Васька спал у дальней стенки, довольно похрюкивая — желуди небось снились.
Егорка остановился, привыкая к темноте, и оглянулся. Резак встал в дверном проеме, полностью загородив его:
— Ну, давай, чего ты?
Васька, услышав чужой голос, всполошился. Он попытался вскочить, но слабые ноги скользили и дрожали, не в силах поднять огромное колышущееся тело.

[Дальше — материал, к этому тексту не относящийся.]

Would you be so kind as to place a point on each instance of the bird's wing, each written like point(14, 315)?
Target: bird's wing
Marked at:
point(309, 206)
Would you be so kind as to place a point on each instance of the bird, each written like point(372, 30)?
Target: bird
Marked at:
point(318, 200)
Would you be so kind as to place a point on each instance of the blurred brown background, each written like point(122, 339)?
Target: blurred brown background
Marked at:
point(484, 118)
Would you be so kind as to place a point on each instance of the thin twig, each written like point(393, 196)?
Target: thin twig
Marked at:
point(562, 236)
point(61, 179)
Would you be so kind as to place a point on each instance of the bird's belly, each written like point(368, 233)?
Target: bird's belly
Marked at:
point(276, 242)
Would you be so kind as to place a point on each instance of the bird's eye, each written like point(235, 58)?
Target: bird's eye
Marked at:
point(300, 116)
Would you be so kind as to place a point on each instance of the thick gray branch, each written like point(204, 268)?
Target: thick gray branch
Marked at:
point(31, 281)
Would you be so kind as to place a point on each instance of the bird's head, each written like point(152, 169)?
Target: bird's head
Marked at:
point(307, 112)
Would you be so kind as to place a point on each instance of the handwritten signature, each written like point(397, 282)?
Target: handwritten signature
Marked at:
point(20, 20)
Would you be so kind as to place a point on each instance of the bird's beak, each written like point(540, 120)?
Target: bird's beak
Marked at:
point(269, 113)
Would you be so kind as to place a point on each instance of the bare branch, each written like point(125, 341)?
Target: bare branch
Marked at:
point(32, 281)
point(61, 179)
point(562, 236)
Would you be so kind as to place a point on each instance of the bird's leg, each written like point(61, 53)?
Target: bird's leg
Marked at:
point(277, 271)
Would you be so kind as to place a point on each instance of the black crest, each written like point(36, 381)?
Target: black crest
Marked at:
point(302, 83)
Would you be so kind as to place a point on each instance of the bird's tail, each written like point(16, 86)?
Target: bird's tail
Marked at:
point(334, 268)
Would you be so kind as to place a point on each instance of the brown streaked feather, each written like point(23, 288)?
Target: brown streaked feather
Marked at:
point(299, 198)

Тем не менее он встал, и вид у него был настороженный, как будто он все понимал.
— Это я, Васька, не бойся. — Егорка чувствовал себя предателем.
Кабан повернулся к нему мордой, опустил ее и недоверчиво смотрел исподлобья.
Егорка расправил в руках петлю и стал тихонько обходить кабана, чтобы как-то подсунуть ее под заднюю ногу, приговаривая:
— Ну, что ты, дурачок, испугался, все хорошо, все хорошо…
И тут Васька выкинул фортель. Со страшным визгом он сорвался с места, тесанув Егорку шершавым боком, и полуторацентнерной торпедой ударил резака в пах, опрокинув его в навозную жижу.
— Держи… твою мать! — заорал резак, хотя понимал, что удержать такую тушу уже не сможет никто.
Так и ушел бы Васька в лес, да подвела его передняя нога, попавшая в щель между потертыми досками у самого порога. С хрустом сломалась кость, и Васька с размаху стукнулся челюстью о порог, продолжая оглушительно визжать без возможности двинуться дальше.
Резак, матерясь, поднялся, посмотрел на Ваську, потом на Егорку и усмехнулся:
— Вот, бля! Ладно, здесь кончать будем. Придется и вправду горло резать. Навались на него сзади, чтоб не дергался.
Резак достал нож и грубо оседлал Ваську. Оглушительный визг сменился хрипением и бульканьем, которое доносилось теперь уже не из пасти кабана, а из широкого разреза, пересекшего его горло. Васька еще несколько раз конвульсивно дернулся, как будто вздыхая, как ребенок после долгого плача, и затих. Егорка лежал оглушенный, обнимая теплую спину своего друга, и, поглаживая его, машинально приговаривал:
— Ну, потерпи, потерпи, миленький, сейчас все пройдет, все хорошо, все хорошо…
Кто нам придумывает жить?
Какое он имеет право?
Кому так сладостна забава
Людей по судьбам проводить?
Единство смерти и начал,
Добра и зла неразделимость —
Кто этот странный мир нам дал?
Кто мы — основа или примесь?
Какая зыбкая тут явь,
Как неразлучны миражи с ней,
Из стран, из женщин и из жизней —
Не ошибись — одна твоя.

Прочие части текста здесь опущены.